First of all, there's a huge technical challenge to what you're suggesting. Namely: how do you verify someone's identity? Considering how hard people take it when there's a mistake on their Wikipedia article, can you imagine what an uproar there'd be if a vandal was able to officially impersonate some famous person on Wikipedia?
It'd be a big deal, therefore the verification system would need to be pretty strong. That kind of system is very labor intensive and fairly bureaucratic, and not at all the kind of work you can get volunteers for, meaning it'd be expensive too. Basically, it's completely unfeasible for Wikipedia to do that - they can barely afford to keep running as is.
Secondly, you tout the "right of reply" like it's some enshrined rule of free speech that you get to write your comments on any web page that talks about you. Certainly people deserve the right to present their own subjective perspective on any matter, but there's a place for that - a separate web site.

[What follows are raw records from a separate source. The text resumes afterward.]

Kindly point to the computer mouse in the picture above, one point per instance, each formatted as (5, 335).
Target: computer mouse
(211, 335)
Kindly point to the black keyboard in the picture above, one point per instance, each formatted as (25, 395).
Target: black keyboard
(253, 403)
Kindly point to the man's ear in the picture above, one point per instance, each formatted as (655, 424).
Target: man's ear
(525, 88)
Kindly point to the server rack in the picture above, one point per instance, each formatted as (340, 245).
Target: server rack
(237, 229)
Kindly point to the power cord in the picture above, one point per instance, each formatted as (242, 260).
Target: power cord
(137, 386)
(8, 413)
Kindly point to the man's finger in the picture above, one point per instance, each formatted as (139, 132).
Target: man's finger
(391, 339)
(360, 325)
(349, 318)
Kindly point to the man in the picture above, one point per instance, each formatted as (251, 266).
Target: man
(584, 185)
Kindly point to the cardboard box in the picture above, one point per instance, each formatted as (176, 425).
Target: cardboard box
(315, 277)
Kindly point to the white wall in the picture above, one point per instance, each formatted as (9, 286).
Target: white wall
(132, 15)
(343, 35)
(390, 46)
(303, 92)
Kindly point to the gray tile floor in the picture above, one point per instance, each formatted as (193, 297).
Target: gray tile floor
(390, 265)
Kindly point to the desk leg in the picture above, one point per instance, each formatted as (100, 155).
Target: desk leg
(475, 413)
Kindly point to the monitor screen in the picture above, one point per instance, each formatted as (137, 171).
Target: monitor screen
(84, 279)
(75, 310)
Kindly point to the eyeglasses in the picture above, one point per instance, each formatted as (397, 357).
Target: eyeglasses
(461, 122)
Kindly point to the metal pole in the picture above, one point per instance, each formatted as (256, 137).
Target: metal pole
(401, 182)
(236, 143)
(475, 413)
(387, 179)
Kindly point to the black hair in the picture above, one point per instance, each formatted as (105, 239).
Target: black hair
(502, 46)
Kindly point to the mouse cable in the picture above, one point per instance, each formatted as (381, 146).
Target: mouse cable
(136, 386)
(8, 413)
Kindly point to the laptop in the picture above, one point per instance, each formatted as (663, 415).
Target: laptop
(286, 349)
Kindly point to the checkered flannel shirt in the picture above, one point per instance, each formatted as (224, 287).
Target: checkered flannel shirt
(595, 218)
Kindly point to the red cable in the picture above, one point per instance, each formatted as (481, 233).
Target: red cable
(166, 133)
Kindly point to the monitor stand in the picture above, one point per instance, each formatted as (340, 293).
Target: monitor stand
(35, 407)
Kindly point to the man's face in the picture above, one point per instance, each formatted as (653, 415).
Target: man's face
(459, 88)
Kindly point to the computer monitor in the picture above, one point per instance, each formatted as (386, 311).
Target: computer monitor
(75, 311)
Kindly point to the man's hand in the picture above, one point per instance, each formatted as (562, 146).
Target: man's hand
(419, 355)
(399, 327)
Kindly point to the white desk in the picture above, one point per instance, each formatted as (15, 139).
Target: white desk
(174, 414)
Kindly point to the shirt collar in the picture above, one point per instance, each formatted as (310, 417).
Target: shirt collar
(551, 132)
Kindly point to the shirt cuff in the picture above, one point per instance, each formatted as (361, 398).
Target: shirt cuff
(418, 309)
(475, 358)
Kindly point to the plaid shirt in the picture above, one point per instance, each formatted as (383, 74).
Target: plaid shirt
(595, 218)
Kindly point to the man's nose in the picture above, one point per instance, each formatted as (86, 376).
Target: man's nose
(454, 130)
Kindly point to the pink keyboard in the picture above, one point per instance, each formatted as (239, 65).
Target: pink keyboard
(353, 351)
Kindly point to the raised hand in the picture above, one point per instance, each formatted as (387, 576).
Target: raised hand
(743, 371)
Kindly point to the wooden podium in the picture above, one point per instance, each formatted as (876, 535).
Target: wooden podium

Third-party websites play exactly the role you describe very easily, and a decent autobiographical site /will/ probably end up being referenced in a comprehensive Wikipedia article. Not as fact, of course, but as the claims of the site. This means there ends up being a citation link to a site where the subject of the article can write whatever they want, with no restrictions on verifiability or relevance. And those looking to Wikipedia for an encyclopedia rather than an autobiography can skip the link. Everybody's happy, right?